Businesses Brace for Expiration of Federal Terrorism Insurance

(The Baltimore Sun/TNS) —

Insurance and real-estate firms are preparing for the expiration of a federal terrorism-insurance program at the end of the month, warning that construction projects could be stalled and commercial loans on shopping malls, utilities and skyscrapers could be in jeopardy.

The federal program, created to encourage insurers to continue offering coverage on office buildings, sports stadiums and other potential targets after the Sept. 11, 2001 terrorist attacks, had bipartisan support in Congress but stalled during the political fighting at the end of this month’s lame-duck session.

Commercial-real-estate interests are trying to assess what happens when the program runs out Dec. 31. The federal program would help insurers cover losses over $100 million caused by a terrorist attack.

One of the biggest concerns, analysts said, is that an unknown number of loans could go into technical default when the program expires. Lenders often require developers and building owners to carry the coverage. But many of those policies are effective only if the government program is running.

“We’re very worried,” said Terry Katz, Vice President of HMS Insurance Associates, an independent insurance agency based in Cockeysville, Md. “We don’t yet know what the industry is going to do.”

Katz said her company is canvassing insurance carriers to determine what they will do about policies come January.

“It’s not just a matter of buildings; it’s a matter of having construction jobs for people.
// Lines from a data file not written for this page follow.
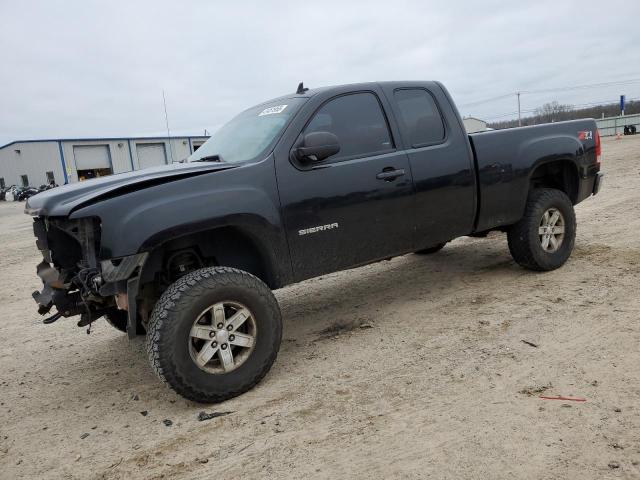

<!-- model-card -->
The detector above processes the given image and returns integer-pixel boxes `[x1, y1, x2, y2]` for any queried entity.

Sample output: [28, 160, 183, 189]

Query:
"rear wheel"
[507, 188, 576, 271]
[146, 267, 282, 403]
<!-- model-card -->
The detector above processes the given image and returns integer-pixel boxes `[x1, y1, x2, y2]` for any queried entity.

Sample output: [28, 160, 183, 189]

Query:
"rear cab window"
[393, 89, 446, 147]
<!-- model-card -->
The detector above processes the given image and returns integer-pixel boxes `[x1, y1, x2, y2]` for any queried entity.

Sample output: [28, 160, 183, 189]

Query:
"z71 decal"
[578, 130, 593, 140]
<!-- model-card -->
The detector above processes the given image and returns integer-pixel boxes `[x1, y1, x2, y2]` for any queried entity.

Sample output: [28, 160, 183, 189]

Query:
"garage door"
[136, 143, 167, 169]
[73, 145, 111, 170]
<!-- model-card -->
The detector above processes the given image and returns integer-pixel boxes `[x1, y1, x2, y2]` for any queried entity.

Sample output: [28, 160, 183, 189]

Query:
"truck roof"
[261, 80, 441, 106]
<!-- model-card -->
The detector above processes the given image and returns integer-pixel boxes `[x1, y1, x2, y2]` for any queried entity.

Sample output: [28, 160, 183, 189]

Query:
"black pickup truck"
[26, 81, 603, 402]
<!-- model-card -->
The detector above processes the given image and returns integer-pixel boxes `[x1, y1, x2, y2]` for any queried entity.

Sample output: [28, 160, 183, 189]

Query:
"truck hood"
[25, 162, 237, 217]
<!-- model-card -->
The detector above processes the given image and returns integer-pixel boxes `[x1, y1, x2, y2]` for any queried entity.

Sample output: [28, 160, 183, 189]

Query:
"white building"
[0, 135, 209, 188]
[462, 117, 488, 134]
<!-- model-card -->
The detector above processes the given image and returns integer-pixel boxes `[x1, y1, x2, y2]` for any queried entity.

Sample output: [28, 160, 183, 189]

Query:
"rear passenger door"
[276, 90, 415, 280]
[382, 85, 476, 248]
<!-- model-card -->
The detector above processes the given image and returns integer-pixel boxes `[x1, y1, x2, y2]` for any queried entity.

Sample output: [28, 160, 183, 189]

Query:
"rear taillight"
[595, 129, 601, 165]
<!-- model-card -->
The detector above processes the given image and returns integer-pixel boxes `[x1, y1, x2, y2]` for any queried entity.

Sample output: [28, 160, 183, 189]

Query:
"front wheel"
[507, 188, 576, 271]
[146, 267, 282, 403]
[104, 308, 146, 335]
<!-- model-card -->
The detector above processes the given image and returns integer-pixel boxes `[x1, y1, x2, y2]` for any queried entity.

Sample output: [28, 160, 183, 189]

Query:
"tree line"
[488, 100, 640, 129]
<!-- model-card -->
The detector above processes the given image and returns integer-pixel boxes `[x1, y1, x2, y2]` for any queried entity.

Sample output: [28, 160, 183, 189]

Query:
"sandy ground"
[0, 136, 639, 479]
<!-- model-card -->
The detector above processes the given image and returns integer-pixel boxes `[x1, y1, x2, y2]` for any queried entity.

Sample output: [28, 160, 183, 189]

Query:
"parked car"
[26, 81, 603, 402]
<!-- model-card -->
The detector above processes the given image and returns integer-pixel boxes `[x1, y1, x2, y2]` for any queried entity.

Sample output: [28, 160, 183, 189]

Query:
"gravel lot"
[1, 136, 639, 479]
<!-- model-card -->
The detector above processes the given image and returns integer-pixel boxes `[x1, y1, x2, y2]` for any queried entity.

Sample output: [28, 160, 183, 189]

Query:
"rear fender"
[508, 134, 583, 224]
[474, 133, 583, 232]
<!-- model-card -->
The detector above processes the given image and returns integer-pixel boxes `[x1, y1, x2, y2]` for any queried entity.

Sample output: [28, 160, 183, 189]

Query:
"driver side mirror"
[295, 131, 340, 163]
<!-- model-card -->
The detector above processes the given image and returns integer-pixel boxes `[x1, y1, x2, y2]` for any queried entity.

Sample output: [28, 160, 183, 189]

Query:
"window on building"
[21, 175, 29, 187]
[46, 171, 56, 185]
[0, 178, 5, 189]
[393, 89, 445, 147]
[304, 92, 394, 162]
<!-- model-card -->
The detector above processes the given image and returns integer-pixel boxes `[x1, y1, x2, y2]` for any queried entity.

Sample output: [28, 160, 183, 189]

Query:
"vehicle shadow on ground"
[43, 238, 522, 406]
[276, 238, 518, 331]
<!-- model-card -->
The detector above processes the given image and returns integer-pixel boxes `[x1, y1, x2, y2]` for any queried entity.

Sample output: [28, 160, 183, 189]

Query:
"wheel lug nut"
[212, 341, 217, 347]
[221, 344, 228, 350]
[229, 334, 235, 341]
[226, 325, 233, 331]
[217, 323, 224, 329]
[209, 331, 216, 338]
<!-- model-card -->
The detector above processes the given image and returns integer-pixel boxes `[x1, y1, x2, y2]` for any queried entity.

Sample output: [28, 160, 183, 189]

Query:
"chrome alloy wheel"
[538, 207, 565, 253]
[188, 301, 257, 374]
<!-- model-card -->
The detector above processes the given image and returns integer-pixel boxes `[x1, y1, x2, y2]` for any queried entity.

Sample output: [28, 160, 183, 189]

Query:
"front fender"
[71, 157, 292, 287]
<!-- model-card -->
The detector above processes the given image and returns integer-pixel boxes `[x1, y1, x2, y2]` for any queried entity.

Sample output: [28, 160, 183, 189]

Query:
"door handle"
[376, 168, 406, 181]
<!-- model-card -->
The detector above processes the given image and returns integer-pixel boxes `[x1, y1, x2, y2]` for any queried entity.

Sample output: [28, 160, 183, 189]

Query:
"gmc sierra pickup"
[25, 81, 603, 402]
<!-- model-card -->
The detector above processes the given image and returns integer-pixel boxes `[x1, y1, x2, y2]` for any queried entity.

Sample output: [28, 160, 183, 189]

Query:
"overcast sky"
[1, 0, 639, 145]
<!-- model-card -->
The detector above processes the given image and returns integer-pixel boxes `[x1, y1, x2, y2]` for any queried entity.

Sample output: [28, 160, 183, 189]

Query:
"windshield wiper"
[192, 154, 224, 163]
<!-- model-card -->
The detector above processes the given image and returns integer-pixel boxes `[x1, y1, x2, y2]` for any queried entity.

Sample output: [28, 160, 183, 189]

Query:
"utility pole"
[162, 90, 175, 163]
[517, 92, 522, 127]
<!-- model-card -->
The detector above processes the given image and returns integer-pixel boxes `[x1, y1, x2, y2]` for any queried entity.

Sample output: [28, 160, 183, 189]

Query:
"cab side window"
[393, 89, 445, 147]
[304, 92, 393, 162]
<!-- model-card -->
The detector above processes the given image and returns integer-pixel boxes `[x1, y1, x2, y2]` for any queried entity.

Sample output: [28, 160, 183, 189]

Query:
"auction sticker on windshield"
[259, 105, 287, 116]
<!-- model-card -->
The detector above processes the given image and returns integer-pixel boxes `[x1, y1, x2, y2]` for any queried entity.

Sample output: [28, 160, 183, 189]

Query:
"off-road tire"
[507, 188, 576, 271]
[104, 309, 145, 335]
[146, 267, 282, 403]
[415, 242, 447, 255]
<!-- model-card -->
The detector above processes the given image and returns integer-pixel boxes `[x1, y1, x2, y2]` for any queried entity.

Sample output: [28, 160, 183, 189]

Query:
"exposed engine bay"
[31, 216, 137, 329]
[31, 216, 208, 333]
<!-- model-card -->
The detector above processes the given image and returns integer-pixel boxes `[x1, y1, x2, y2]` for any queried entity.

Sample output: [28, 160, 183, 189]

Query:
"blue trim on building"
[106, 145, 115, 173]
[127, 139, 135, 170]
[57, 141, 69, 184]
[1, 135, 210, 150]
[162, 142, 169, 165]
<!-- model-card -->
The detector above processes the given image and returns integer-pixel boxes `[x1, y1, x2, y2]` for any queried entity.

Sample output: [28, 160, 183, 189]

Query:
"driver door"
[276, 90, 415, 281]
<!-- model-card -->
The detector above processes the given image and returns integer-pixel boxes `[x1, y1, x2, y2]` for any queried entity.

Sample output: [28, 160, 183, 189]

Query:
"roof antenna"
[296, 82, 309, 94]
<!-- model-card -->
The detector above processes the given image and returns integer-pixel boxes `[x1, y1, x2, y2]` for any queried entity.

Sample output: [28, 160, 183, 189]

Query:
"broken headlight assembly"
[31, 216, 112, 328]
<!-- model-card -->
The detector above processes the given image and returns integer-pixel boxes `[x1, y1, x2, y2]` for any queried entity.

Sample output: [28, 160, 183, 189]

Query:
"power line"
[522, 78, 640, 95]
[458, 93, 515, 108]
[458, 77, 640, 109]
[483, 97, 640, 121]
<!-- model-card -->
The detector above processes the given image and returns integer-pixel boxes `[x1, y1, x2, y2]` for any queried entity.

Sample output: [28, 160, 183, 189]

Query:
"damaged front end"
[31, 216, 146, 332]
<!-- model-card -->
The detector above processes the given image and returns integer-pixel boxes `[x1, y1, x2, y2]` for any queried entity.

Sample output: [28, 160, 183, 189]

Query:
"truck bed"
[469, 119, 600, 232]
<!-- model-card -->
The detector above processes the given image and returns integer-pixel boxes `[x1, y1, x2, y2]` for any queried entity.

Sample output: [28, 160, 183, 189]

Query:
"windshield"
[189, 97, 306, 164]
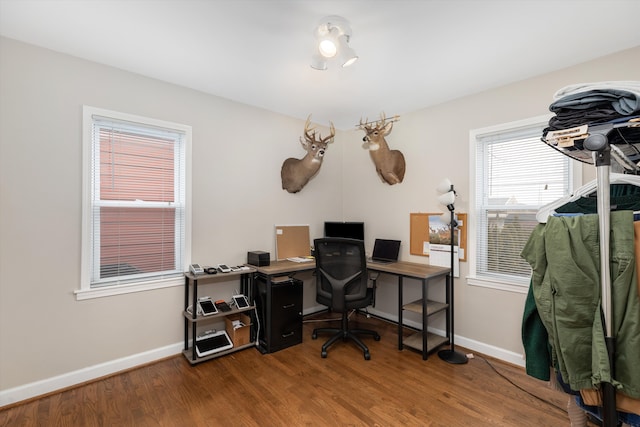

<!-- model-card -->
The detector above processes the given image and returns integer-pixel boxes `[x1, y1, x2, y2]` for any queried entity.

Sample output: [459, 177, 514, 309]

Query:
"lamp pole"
[438, 186, 468, 365]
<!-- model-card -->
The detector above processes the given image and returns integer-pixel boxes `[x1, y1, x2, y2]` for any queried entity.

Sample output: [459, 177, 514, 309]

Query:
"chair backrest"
[314, 237, 368, 312]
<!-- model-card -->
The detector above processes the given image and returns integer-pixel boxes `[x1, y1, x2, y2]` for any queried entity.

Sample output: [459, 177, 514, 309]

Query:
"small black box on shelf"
[247, 251, 270, 267]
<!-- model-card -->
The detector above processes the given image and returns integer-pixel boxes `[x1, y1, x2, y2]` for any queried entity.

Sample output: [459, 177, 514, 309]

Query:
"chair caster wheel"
[374, 335, 381, 341]
[364, 352, 371, 360]
[312, 332, 317, 339]
[321, 350, 327, 358]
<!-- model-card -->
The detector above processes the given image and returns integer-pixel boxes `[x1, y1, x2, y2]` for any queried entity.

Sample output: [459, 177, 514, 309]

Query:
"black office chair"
[312, 237, 380, 360]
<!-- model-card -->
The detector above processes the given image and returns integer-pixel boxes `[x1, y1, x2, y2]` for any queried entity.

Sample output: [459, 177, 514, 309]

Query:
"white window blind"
[474, 121, 573, 285]
[87, 112, 187, 289]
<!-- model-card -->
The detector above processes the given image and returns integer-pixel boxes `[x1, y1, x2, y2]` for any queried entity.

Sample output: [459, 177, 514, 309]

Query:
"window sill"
[466, 275, 529, 294]
[75, 276, 183, 300]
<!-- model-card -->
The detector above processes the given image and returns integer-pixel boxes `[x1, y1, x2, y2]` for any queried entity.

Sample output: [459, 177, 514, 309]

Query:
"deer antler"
[320, 122, 335, 144]
[301, 115, 317, 143]
[357, 113, 400, 131]
[301, 115, 334, 144]
[375, 112, 398, 130]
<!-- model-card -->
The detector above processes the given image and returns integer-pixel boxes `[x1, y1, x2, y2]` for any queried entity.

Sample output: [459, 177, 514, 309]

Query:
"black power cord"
[478, 354, 568, 416]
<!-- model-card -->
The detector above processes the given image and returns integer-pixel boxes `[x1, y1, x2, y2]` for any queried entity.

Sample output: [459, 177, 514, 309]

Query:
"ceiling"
[1, 0, 639, 129]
It has a real-world impact,” said Michael Greenberger, director of the Center for Health and Homeland Security at the University of Maryland, who likened the program to the government’s role in flood insurance.

“It’s really just outrageous and a primary example of the dysfunction of this Congress,” he said.

Supporters said the program revived commercial development after the 2001 attacks, when terrorism policies became scarce and expensive. In 2002, Congress enacted the Terrorism Risk Insurance Act, intended to be a temporary program in which the government shared the cost of large insurance losses. Lawmakers extended the program in 2005 and 2007.

Gauging the consequences of the program’s expiration is difficult, partly because few policyholders are willing to discuss the need to insure against terrorism. Professional sports, including the National Football League and Major League Baseball, lobbied for the reauthorization this year.

Backers of the government program said they fear that alternative policies might be hard to come by, at least at reasonable prices.

“It’s all going to come down to the individual circumstances of what the insurance contract looks like right now,” said Ed Walter, President and Chief Executive of Host Hotels & Resorts, one of the nation’s largest owners of luxury hotels.

Walter stressed that he was speaking about the industry and not specifically about Host, which is headquartered in Bethesda, Md.

“For anybody that’s trying to get a transaction done right now — whether it’s a new development or buying an existing building — the fact that this doesn’t exist now creates complexity,” he said. “At a minimum, it should cause delay.”